Alamar Biosciences (ALMR) director details Illumina fund-held stakes
Rhea-AI Filing Summary
Alamar Biosciences director Nicholas Naclerio filed an initial Form 3 showing indirect interests in Illumina-affiliated investment funds that hold Alamar securities. The filing lists convertible promissory notes and multiple preferred stock series that are all convertible into Alamar equity.
The Series A-3, Series A-4 and Series C Preferred Stock are each convertible into Class B Common Stock on a 1-for-2.418 basis at the holder’s election and will automatically convert into common stock upon the closing of Alamar’s initial public offering. The Series B Preferred Stock converts into Class B Common Stock on a 1-for-2.271 basis with the same automatic IPO conversion feature.
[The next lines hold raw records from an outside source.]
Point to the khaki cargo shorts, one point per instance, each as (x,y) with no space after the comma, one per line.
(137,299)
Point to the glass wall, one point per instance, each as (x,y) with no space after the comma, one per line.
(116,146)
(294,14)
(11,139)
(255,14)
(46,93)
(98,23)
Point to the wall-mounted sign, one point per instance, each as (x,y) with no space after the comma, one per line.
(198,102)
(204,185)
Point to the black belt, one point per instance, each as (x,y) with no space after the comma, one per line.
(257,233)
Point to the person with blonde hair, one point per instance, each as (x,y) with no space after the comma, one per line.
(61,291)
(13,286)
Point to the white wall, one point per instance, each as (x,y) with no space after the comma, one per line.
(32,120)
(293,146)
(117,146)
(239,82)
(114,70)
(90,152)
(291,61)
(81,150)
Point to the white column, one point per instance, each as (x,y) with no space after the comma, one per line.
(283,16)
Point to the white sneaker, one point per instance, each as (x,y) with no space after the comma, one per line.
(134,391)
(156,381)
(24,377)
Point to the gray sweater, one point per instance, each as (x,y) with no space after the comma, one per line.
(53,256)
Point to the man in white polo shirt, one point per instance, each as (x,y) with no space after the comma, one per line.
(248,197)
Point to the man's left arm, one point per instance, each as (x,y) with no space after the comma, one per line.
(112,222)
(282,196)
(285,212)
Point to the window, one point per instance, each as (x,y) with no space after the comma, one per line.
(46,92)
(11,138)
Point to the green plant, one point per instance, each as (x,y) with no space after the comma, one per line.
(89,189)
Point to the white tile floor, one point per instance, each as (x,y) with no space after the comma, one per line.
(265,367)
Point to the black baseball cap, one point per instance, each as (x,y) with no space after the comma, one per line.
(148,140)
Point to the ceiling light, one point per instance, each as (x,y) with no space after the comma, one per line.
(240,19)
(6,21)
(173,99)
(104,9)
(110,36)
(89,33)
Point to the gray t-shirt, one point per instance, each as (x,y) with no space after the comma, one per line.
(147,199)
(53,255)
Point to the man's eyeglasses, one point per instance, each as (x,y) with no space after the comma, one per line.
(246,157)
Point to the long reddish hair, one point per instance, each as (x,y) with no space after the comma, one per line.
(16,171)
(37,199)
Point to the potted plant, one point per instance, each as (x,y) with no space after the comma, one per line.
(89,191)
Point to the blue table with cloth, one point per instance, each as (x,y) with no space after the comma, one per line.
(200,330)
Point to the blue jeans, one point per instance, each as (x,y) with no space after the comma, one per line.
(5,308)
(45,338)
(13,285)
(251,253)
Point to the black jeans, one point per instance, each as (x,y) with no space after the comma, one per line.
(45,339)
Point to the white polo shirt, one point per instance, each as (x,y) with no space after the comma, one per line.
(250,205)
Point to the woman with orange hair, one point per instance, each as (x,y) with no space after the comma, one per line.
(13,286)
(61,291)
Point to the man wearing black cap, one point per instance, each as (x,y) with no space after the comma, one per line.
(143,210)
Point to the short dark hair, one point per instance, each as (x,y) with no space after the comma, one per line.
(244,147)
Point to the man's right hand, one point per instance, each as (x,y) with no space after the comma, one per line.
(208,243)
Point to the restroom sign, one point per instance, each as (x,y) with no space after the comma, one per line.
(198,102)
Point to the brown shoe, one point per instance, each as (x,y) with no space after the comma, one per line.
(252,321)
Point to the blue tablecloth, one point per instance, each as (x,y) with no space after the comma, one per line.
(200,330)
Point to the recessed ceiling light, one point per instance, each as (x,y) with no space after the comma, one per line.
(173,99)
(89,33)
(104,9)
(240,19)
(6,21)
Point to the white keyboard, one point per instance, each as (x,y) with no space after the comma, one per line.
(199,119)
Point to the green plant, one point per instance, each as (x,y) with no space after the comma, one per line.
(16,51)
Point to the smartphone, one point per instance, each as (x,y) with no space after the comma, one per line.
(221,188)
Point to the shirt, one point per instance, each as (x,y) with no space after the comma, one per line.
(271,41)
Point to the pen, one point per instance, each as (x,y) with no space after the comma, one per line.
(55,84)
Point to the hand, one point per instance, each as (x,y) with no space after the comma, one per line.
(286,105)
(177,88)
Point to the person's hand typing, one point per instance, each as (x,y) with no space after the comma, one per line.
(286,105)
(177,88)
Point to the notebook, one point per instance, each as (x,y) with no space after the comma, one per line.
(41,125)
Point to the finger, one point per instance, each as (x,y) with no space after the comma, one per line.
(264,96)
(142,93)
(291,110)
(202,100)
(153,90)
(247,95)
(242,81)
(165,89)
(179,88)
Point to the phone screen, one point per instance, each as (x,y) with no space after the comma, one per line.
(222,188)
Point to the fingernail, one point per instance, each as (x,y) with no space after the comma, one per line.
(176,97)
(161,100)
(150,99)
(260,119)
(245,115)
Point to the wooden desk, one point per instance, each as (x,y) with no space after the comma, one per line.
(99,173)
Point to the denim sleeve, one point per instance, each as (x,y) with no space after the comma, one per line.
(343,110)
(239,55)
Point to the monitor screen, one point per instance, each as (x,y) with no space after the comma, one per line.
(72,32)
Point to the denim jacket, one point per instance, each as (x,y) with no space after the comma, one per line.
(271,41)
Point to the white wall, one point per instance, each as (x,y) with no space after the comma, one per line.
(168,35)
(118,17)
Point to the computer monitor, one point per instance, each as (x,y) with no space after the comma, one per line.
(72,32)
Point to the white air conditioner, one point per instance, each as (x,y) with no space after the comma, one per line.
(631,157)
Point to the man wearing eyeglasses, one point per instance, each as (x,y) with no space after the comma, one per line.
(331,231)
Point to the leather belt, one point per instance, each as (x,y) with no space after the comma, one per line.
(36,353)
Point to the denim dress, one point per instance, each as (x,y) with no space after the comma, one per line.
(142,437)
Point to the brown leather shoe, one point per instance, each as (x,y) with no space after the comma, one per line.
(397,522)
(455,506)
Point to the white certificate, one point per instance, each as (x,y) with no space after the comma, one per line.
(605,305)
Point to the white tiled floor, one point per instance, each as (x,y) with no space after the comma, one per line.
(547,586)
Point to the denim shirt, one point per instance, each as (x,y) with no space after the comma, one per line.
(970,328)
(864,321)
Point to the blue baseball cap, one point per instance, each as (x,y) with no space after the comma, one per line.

The filing also describes a convertible note maturing on July 8, 2027, which will automatically convert, together with accrued interest, into common stock at a price equal to 85% of the IPO price. All securities are held by Illumina Innovation Fund II, L.P. and Illumina Innovation Fund III, L.P.; their general partners and Naclerio may be deemed to share voting and investment power but each disclaims beneficial ownership except for any pecuniary interest.
Positive
- None.
Negative
- None.
Insider Trade Summary
| Type | Security | Shares | Price | Value |
|---|---|---|---|---|
| holding | Series A-3 Preferred Stock | -- | -- | -- |
| holding | Series A-4 Preferred Stock | -- | -- | -- |
| holding | Series B Preferred Stock | -- | -- | -- |
| holding | Series C Preferred Stock | -- | -- | -- |
| holding | Convertible Promissory Note | -- | -- | -- |
| holding | Convertible Promissory Note | -- | -- | -- |
Footnotes (1)
- The Series A-3 Preferred Stock, Series A-4 Preferred Stock and Series C Preferred Stock are convertible into shares of Class B Common Stock on a 1-for-2.418 basis, at the holder's election, and will automatically convert into shares of the Issuer's common stock upon the closing of the initial public offering pursuant to their terms. The Series A-3 Preferred Stock, Series A-4 Preferred Stock and Series C Preferred Stock have no expiration date. The securities are held by Illumina Innovation Fund II, L.P. ("IIF II"). Illumina Innovation Fund II GP, L.L.C. ("IIF II GP") is the general partner of IIF II. The reporting person, a member of the Issuer's board of directors, is the sole managing member of IIF II GP and may be deemed to have voting, investment and dispositive power with respect to the securities held by IIF II. Each of IIF II GP and the reporting person disclaim beneficial ownership over the securities held by IIF II, except to the extent of their respective pecuniary interests therein, if any. The Series B Preferred Stock is convertible into shares of Class B Common Stock on a 1-for-2.271 basis, at the holder's election, and will automatically convert into shares of the Issuer's common stock upon the closing of the initial public offering pursuant to their terms. The Series B Preferred Stock has no expiration date. Reflects a convertible note that is convertible into shares of common stock of the Issuer. The convertible note has a maturity date of July 8, 2027. The principal amount of the convertible note together with any accrued but unpaid interest will be automatically converted into shares of common stock of the Issuer upon the closing of the Issuer's initial public offering at a conversion price equal to the initial public offering price of the Issuer's common stock multiplied by 0.85. The securities are held by Illumina Innovation Fund III, L.P. ("IIF III"). Illumina Innovation Fund III GP, L.L.C. ("IIF II GP") is the general partner of IIF III. The reporting person, a member of the Issuer's board of directors, is the sole managing member of IIF III GP and may be deemed to have voting, investment and dispositive power with respect to the securities held by IIF III. Each of IIF III GP and the reporting person disclaim beneficial ownership over the securities held by IIF III, except to the extent of their respective pecuniary interests therein, if any.